The Canadian dollar is beating the U.S. dollar for the first time since nineteen-eighty-something. Yes, I said "beating"! We are winning the dollar race, do you hear? Neener neener, nyah nyah nyah!
Except, financial people keep interrupting my gloating with their pessimism. "A high dollar is bad for the economy!" they warn. "The U.S. is going to stop importing our stuff! Our manufacturing industry will suffer!" (Canada has a manufacturing industry? Wow, really? Because I rarely see the words "made in Canada" on anything in our stores. But I digress.)
Anyway, I'm thinking that it's time for the Canadian and the U.S. eonomies to re-think their relationship. They need to have A Talk. One of those talks that goes on until at least 4 am, where all the ugly truths come out. Because this sounds an awful lot like one of those bad relationships where she (for the sake of argument) can't dress up too nicely, or seem confident, because he's jealous and needs to keep her down to feel good about himself.

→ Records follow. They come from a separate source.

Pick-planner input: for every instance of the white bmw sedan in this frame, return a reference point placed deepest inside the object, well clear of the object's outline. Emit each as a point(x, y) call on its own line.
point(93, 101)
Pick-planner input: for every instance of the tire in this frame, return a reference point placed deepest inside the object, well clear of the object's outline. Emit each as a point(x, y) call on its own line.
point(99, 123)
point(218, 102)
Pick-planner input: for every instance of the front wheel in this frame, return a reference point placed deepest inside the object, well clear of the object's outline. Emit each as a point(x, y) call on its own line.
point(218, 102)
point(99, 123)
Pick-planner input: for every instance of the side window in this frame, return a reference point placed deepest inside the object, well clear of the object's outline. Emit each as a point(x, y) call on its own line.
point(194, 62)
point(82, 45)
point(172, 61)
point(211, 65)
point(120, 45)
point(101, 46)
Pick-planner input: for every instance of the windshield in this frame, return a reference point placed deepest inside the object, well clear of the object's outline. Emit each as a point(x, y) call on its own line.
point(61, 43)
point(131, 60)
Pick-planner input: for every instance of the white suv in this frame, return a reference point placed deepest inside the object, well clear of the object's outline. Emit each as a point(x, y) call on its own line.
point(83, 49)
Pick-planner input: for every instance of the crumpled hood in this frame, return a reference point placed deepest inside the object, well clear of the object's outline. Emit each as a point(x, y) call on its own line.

"You think you're worth $1.06 of me?" accuses the American dollar. "Oh yeah? You're putting your cold nose up in the air like that? Bitch! You'll see what happens. You'll come crawling back to me in a week, begging me to buy your exports. Then I'll push your government around a bit, just to prove that I can."
That's what it's like to be Canadian. We have the whole upper half of the North American continent, but a lot of Americans don't even know that we exist. One time, in Texas, my grandfather stopped at a gas station to fuel up. Noticing his accent, the attendant asked him where he was from. "Canada," said my grandfather. "Oh," drawled the attendant, with a friendly smile, " and what state is that in?"